It is said that mmap()
maps files to the memory, and it costs to the virtual address space memory of the calling process. Does it really copy data to the memory, or
"virtual memory" of a process is the range of addresses available to it. To make something available in memory, you need to reserve a range of addresses, so mmap()
takes up some virtual memory.
Under Linux (and many other systems probably use similar mechanism), when reading a file, the content is first read into memory allocated by kernel (in Linux this is the "page cache"). Than if you use mmap()
, this memory is simply made available to the process by assigning it some address in that process' address space. If you use read()

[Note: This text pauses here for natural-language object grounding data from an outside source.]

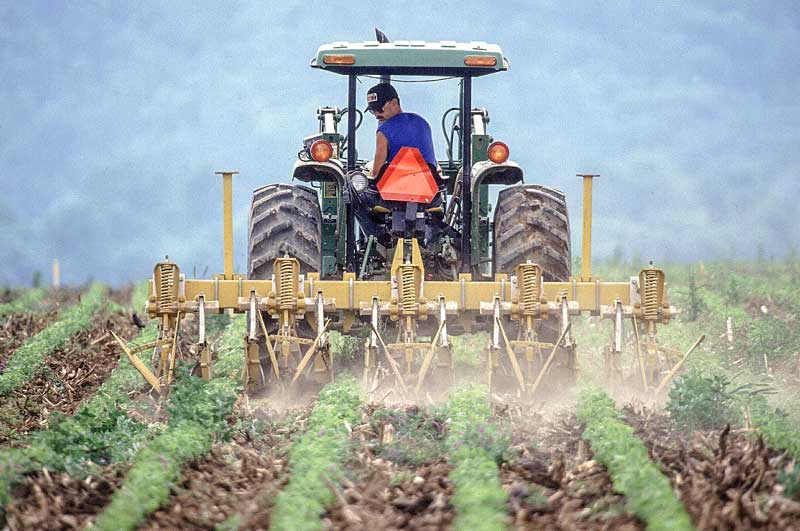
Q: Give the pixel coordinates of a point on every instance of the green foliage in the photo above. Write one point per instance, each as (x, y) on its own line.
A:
(344, 347)
(148, 483)
(99, 432)
(709, 402)
(323, 448)
(649, 494)
(29, 301)
(771, 336)
(479, 498)
(198, 412)
(790, 479)
(419, 437)
(468, 348)
(28, 359)
(776, 428)
(700, 402)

, the process allocates a buffer, which needs both addresses (virtual memory) and a place to live (physical memory) and the data get copied from the page cache to that buffer (more physical memory is needed).
The data is only read from disk when actually accessed. In mmap()
case it means when you actually address the memory, in read()
it is the copy to your buffer, so inside the read()
call.
Thus mmap()
is more efficient for large files, especially for random access. The disadvantages are that it can only be used for files and not file-like objects (pipes, sockets, devices, /proc files etc.) and that an IO failure is detected during the page-fault, where they are difficult to handle (it sends SIGBUS signal), while read can return error and the application can try to recover (most don't anyway). The later is mainly concern for network filesystems where IO failure might be because of lost connection.